In multivariate analysis, progestin-only OC was associated with about 2.5 times the risk for a first CE, compared with no OC (P = .03), and beta blocker therapy was followed by a 34% drop in such risk (P = .002)

Among the LQTS women on progestin-only OC, the CE hazard ratio (HR) for those not on beta blockers, compared with those not on OC, was 2.86 (95% CI, 1.26 - 6.54; P = .01), and for those on beta blockers, it was 0.54 (95% CI, 0.49 - 1.14; P = 0.19). The interaction with beta blocker therapy was significant (P = .006).

Beta blockers did not show such a protective effect among women on estrogen-only OC, compared with no OC, and there was a protective effect of only marginal significance among women on combined estrogen-progestin OC (interaction P = .048).

The HR for CE among the 23% of women genotyped with LQT2, compared with the 26% of those identified with LQT1, was 1.71 (95% CI, 1.38 - 2.15; P < .001).

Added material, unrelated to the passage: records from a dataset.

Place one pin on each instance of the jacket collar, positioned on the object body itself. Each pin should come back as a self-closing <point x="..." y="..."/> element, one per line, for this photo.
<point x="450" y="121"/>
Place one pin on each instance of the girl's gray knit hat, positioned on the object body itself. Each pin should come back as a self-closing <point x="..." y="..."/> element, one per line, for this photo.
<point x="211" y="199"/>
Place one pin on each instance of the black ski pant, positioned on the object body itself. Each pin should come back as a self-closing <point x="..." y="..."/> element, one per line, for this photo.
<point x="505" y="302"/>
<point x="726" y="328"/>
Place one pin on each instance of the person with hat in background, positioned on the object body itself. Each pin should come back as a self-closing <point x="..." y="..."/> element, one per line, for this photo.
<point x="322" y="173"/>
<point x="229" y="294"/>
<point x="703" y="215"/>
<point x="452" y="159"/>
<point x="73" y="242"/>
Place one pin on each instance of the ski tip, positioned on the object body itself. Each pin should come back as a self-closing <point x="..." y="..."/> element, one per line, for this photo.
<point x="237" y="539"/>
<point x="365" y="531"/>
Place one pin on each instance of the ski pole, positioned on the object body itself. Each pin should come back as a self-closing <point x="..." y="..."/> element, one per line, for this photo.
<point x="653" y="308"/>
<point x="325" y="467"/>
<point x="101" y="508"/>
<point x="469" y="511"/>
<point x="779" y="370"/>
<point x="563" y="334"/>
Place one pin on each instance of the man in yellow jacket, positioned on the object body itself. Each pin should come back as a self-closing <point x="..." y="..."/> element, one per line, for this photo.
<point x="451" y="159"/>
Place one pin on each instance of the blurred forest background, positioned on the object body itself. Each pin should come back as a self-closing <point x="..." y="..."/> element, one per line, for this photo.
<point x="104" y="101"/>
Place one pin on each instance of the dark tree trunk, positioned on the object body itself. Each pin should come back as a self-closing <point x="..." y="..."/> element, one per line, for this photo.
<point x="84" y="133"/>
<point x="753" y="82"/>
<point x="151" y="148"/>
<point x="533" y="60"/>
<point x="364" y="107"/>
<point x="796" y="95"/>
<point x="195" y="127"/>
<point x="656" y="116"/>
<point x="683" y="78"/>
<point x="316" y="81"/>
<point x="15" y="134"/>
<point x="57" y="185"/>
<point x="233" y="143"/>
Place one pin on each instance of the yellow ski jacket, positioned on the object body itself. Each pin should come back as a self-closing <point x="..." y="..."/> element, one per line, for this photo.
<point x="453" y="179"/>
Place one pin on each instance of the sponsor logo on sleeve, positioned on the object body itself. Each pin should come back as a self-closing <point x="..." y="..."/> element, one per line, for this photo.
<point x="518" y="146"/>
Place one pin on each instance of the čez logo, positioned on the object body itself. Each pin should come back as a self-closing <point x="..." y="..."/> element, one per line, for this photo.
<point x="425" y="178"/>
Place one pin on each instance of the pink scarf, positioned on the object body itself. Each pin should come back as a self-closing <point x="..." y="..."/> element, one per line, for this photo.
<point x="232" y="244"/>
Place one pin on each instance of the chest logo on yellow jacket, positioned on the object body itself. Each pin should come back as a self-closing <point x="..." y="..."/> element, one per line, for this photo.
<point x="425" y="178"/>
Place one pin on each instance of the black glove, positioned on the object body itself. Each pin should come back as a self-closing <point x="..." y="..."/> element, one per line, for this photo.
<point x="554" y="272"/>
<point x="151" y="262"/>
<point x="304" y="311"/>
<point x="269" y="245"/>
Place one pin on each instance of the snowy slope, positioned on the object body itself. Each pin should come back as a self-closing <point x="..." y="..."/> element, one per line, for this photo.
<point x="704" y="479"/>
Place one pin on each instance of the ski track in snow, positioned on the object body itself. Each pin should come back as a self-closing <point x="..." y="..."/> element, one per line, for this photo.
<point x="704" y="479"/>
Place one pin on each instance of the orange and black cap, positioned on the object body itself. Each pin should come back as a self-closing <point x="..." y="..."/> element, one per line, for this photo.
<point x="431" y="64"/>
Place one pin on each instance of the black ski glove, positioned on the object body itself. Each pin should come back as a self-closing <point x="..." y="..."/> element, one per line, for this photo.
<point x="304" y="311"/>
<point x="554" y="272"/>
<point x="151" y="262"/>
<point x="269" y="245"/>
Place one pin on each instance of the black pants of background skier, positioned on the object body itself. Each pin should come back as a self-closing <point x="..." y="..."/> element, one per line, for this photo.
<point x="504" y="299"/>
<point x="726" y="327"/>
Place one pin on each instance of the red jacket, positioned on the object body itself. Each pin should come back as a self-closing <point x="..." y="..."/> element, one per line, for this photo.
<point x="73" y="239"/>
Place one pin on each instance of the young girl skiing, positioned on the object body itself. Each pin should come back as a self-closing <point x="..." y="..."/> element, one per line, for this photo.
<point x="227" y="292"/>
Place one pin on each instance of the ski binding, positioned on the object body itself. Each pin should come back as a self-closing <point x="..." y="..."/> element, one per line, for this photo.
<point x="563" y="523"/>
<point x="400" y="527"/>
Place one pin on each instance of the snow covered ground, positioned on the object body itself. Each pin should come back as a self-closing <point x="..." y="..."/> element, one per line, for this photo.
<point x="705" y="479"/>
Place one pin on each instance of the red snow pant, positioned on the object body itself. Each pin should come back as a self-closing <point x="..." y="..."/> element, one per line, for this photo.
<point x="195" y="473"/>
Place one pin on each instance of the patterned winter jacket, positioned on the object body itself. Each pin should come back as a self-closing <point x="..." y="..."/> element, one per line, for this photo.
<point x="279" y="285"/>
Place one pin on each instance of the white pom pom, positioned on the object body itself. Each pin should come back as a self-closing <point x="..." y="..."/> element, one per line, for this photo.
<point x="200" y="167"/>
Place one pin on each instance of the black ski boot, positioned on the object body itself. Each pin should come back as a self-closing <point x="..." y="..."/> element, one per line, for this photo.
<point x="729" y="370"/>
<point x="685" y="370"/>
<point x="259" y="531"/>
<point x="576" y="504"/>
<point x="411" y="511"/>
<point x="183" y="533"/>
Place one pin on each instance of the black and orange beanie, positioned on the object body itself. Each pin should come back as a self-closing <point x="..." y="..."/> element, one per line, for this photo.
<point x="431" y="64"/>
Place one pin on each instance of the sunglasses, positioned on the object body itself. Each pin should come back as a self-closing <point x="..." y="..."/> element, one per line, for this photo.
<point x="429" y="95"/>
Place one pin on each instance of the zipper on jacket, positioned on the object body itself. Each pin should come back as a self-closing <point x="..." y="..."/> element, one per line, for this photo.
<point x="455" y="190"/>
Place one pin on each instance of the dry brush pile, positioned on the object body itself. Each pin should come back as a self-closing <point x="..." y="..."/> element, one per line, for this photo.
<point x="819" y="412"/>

Hazard Ratio (HR) for Arrhythmic CE Among LQT2 Women Not on Beta Blocker, Type of OC vs No OC
Type of OC HR (95% CI) P Value Interaction P*
Progestin-only 8.03 (4.22–15.29) <.001 .002
Combined estrogen–progestin 1.51 (0.78–2.93) .23 .037
Estrogen-only 10.05 (2.60–38.89) .001 .008
*Beta blockers vs no beta blockers

The findings could potentially apply well beyond the study's narrow female congenital-LQTS population, Goldenberg proposed. They have implications for people with LQTS induced by commonly prescribed QT-prolonging medications, which include some antibiotics, antidepressants, and antiarrhythmics.

Drug-induced LQTS shares with LQT2 some of the same underlying potassium-channel mechanisms, so his group is studying whether different OC formulations similarly influence CE risk in people with LQTS associated with such agents.

Goldenberg, Selzman, Link, and Krahn report nothing relevant to disclose.

Heart Rhythm. July 30, 2021. Full Text

Heart Rhythm Society 2021 Scientific Sessions: Late Breaking Clinical Trial Updates. Presented July 30, 2021.